Final GC battle ended early due to dangerous conditions
Going clear in an early breakaway and then attacking towards the end of the stage, Jurgen Roelandts won the fourth and final stage of the Skoda Tour de Luxembourg. Ben Swift and Davide Appolonio of Team Sky sprinted to second and third place, although the initial results were later recalculated.
Because the hilly local circuit was very wet, the final overall classification of the Skoda Tour de Luxembourg was determined at the first passage of the finish for safety reasons. The stage continued after that with seven local 6.8 kilometers laps.

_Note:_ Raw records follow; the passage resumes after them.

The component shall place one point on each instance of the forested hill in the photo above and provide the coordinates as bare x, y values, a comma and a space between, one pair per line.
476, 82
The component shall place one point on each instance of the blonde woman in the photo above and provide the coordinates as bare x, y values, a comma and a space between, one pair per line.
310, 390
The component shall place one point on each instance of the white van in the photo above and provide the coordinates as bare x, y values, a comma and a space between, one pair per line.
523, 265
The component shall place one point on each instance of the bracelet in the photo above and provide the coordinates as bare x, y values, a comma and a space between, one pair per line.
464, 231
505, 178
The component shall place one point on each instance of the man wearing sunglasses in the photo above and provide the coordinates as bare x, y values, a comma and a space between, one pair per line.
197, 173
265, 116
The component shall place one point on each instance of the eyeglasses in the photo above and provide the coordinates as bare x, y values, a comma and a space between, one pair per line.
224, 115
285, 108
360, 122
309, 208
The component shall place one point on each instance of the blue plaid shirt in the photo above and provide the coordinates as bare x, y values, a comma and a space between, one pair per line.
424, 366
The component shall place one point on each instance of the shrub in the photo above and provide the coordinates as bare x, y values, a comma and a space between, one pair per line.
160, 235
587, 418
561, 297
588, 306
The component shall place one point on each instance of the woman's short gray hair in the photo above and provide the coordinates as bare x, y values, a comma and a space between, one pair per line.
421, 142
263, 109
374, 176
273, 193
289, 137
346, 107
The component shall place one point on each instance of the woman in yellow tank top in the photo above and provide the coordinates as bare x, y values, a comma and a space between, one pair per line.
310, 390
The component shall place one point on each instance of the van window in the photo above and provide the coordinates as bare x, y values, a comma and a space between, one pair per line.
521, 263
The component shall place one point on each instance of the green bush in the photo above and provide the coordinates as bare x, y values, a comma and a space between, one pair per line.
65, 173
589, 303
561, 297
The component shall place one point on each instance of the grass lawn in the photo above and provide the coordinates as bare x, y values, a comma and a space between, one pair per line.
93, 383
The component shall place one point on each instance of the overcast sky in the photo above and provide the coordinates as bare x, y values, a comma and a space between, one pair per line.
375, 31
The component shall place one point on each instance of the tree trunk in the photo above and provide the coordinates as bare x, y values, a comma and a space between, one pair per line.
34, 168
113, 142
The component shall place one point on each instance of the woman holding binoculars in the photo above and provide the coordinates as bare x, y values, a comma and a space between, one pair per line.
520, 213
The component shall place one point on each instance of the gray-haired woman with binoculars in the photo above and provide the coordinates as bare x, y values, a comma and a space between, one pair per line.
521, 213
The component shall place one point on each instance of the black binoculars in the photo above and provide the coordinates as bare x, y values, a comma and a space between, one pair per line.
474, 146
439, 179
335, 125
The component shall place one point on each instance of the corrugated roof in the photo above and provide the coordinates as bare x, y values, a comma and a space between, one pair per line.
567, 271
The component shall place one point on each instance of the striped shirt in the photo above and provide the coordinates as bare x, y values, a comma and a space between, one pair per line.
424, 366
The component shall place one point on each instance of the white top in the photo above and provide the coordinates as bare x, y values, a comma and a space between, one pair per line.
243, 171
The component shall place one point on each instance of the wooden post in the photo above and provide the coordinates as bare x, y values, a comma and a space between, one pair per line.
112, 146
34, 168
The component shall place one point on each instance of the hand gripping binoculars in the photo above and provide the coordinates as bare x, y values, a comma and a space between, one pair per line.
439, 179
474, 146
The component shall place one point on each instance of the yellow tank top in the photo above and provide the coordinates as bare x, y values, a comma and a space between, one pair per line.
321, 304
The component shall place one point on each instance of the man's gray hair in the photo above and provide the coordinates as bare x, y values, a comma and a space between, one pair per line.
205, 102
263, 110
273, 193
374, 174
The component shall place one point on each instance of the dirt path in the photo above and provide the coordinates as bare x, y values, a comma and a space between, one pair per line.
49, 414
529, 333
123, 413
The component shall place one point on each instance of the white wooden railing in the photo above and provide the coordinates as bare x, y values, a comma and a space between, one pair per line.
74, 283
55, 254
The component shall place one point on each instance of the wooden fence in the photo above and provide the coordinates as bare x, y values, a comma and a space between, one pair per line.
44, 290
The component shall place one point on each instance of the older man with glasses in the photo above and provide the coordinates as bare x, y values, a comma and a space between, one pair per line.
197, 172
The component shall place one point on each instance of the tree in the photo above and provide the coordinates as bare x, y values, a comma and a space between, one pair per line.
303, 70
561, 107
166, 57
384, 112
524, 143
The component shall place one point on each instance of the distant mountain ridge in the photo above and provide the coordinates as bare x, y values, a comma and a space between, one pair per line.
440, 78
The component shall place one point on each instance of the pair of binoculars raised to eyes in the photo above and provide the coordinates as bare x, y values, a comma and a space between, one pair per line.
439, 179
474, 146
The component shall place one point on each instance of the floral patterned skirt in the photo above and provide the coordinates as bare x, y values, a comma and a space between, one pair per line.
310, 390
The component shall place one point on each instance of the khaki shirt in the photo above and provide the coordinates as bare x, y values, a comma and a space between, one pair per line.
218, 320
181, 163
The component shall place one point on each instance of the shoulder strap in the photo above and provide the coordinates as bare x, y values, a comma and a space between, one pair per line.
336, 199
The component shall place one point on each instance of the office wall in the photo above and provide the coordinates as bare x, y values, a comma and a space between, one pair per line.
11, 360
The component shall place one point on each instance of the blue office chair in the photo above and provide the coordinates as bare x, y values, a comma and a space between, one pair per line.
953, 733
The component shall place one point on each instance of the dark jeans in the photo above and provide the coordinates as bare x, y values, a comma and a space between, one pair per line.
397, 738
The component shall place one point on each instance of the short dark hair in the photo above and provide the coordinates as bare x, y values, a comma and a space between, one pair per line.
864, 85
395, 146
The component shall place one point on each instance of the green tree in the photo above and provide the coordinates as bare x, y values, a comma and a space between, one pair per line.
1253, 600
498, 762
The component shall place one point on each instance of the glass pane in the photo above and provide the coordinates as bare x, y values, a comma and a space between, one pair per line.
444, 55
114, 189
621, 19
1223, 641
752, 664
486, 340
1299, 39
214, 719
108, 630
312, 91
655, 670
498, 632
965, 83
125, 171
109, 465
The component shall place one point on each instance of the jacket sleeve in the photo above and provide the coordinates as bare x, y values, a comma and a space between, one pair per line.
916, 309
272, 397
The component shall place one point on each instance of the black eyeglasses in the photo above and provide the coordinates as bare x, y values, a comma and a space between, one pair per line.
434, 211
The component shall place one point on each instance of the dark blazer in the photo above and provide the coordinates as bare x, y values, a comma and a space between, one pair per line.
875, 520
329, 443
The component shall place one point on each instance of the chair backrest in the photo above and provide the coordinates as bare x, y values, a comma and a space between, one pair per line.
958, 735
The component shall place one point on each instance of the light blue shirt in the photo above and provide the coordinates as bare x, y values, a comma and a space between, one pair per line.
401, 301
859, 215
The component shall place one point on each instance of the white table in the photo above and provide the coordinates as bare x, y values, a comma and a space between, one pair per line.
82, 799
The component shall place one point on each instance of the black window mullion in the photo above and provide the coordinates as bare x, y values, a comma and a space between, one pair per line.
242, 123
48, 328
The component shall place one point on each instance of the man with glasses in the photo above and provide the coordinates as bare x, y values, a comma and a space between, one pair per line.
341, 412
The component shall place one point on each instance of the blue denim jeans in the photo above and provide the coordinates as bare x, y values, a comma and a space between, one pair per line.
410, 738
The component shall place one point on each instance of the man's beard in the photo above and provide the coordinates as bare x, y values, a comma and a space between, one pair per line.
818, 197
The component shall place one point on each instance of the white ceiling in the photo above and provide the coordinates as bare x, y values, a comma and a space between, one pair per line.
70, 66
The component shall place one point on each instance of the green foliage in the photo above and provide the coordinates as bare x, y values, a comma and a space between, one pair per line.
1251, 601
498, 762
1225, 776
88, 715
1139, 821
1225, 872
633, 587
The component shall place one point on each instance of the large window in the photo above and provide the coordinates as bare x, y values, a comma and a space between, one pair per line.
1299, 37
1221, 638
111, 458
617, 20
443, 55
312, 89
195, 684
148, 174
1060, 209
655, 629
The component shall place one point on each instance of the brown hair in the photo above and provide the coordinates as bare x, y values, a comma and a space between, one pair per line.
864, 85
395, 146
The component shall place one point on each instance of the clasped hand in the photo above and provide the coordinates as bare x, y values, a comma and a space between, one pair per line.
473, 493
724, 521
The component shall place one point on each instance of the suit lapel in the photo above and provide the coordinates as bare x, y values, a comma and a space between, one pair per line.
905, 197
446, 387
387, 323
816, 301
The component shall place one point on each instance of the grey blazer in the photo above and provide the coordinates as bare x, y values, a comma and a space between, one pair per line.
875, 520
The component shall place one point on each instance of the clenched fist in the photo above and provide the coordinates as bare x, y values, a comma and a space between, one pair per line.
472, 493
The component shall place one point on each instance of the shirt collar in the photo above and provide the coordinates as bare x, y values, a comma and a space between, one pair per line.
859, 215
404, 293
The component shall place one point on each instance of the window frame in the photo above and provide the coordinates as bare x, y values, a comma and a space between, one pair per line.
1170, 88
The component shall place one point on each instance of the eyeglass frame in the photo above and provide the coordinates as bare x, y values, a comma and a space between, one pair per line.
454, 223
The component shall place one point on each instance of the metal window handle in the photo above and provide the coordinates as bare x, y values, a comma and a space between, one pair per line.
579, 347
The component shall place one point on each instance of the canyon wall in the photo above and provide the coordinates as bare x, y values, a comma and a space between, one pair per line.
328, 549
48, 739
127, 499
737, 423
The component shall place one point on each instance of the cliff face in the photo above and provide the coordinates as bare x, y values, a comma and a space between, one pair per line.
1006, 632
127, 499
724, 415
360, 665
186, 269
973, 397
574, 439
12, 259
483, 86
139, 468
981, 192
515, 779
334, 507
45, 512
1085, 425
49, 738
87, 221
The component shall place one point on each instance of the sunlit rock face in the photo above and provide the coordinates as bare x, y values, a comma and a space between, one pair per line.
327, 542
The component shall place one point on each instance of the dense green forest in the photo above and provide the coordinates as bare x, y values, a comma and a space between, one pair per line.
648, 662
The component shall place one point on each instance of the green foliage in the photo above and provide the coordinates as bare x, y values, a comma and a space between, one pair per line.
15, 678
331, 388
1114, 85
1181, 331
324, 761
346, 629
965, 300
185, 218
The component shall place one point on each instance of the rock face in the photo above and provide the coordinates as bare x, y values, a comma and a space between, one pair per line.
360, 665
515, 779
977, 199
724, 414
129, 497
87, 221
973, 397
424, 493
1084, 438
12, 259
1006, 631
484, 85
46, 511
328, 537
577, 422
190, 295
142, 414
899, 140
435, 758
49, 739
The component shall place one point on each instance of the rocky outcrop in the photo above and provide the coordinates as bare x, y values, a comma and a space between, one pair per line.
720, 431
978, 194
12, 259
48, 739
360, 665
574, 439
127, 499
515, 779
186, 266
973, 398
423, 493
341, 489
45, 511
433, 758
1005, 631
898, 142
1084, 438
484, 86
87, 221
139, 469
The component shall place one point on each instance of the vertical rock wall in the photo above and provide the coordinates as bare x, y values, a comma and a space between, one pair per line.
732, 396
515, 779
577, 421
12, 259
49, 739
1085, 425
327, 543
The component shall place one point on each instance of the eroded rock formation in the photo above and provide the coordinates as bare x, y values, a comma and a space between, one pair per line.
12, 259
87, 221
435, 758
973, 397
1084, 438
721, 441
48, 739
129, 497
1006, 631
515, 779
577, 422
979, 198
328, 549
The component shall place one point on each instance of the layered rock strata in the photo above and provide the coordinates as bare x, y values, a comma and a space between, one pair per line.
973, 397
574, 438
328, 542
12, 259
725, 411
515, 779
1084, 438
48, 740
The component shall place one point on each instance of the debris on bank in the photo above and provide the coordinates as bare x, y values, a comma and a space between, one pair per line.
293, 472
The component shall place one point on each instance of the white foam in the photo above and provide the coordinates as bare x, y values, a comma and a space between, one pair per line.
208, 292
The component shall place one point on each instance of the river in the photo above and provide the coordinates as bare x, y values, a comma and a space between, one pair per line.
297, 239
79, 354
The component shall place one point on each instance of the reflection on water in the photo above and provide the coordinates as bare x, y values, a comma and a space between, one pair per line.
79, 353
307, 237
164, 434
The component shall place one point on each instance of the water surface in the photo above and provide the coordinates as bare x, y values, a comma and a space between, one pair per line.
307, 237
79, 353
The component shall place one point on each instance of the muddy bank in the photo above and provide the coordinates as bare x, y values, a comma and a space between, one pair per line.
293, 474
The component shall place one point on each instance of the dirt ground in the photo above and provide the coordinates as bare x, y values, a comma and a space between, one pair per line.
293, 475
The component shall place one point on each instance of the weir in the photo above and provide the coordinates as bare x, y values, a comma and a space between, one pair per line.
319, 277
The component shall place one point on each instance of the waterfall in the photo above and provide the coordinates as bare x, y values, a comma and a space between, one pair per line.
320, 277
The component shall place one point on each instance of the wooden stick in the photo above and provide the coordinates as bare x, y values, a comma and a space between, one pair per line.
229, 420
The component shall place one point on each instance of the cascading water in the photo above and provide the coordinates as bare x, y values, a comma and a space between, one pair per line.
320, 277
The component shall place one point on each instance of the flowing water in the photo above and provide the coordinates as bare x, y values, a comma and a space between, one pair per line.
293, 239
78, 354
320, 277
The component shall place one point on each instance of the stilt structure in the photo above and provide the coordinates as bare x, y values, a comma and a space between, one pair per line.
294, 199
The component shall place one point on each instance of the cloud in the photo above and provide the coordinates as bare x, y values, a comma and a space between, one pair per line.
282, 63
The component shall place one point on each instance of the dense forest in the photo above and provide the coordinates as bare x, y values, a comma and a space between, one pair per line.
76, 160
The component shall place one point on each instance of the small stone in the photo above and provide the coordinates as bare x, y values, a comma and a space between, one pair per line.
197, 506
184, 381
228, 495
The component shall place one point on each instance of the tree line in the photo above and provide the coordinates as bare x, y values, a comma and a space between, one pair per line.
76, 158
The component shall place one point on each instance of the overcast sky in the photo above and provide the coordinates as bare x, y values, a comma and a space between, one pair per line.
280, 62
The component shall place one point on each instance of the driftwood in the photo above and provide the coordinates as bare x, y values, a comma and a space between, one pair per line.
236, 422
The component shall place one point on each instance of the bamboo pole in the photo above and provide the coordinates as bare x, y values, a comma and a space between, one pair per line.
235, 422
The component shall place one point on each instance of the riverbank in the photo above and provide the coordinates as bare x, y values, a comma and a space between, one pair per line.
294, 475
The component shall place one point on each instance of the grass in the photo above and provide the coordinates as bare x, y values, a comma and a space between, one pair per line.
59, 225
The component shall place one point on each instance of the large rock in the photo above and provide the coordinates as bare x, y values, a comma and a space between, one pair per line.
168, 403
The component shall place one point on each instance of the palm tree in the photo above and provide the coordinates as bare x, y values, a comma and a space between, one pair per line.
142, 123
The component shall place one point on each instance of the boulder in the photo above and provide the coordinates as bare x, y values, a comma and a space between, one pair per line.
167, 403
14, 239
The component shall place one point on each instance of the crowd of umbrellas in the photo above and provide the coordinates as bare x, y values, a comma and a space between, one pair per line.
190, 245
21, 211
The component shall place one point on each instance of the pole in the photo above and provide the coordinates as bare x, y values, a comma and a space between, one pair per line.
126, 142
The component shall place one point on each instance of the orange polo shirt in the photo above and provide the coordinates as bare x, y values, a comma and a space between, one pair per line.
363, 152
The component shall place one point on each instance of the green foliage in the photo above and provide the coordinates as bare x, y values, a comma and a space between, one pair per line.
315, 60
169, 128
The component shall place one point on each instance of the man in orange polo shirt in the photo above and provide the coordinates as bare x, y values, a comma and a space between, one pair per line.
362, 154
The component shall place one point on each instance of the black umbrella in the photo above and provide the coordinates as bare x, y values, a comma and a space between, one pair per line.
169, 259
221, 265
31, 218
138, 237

Radioshack, with race leader Jakob Fuglsang, brought the gap down to 25 seconds at the new finish point to secure the overall, and then stopped chasing.
Fuglsang took the final overall classification ahead of Wout Poels and Fränk Schleck, beating the Vacansoleil DCM rider and his own Radioshack-Nissan team-mate by two and five seconds respectively.
“I think the organization made the right decision by ending the GC battle at that point,” he said afterwards. “There was a real risk of crashes and everyone was nervous about staying upright. Our team kept control of the chase behind Jurgen Roelandts, who was alone at the front.”
“Luxembourg is my second home so to win the national tour of Luxembourg is important to the team but also to me,” said Fuglsang, “especially after the difficult spring I had with bad luck and injuries. It’s nice to make a comeback like this. It was the right decision for me to not start the Giro d’Italia and give my knee more time to heal. Now I have this victory and I am very, very happy. The team was riding very strongly and I have to thank them.”
The peloton started the final stage to the capital city in rainy conditions. After four kilometers four riders broke away. Jurgen Roelandts (Lotto-Belisol), Damien Gaudin (Europcar), Jimmy Casper (AG2r-la Mondiale) and Tom Stamsnijder (Argos-Shimano) took their chance but Radioshack-Nissan-Trek controlled their lead at three minutes.
Roelandts then chose the right moment and attacked, extending his lead to over two minutes. The Belgian had already finished third in the second stage in what was his first race since he sustained a broken vertebrae in the Tour Down Under. The unfortunate rider was later diagnosed with a blocked artery which kept him out of racing untill the Tour of Belgium eleven days ago.
“I felt bad the first day,” he said after the finish. “After that it went better with a third place in the second stage. By then I knew the legs were good. I could keep quiet in the grupetto yesterday and today I took my chance. I knew this break could hold until the finish, especially because I was at over twelve minutes in the overall. It was a tough stage but it was my weather. I know how to descend in the rain and that’s where I took time.”
It was Roelandts’ first victory since the 2008 Circuit Franco-Belge.
Apart from taking first and third overall in its home race, Radioshack-Nissan also won the team’s classification.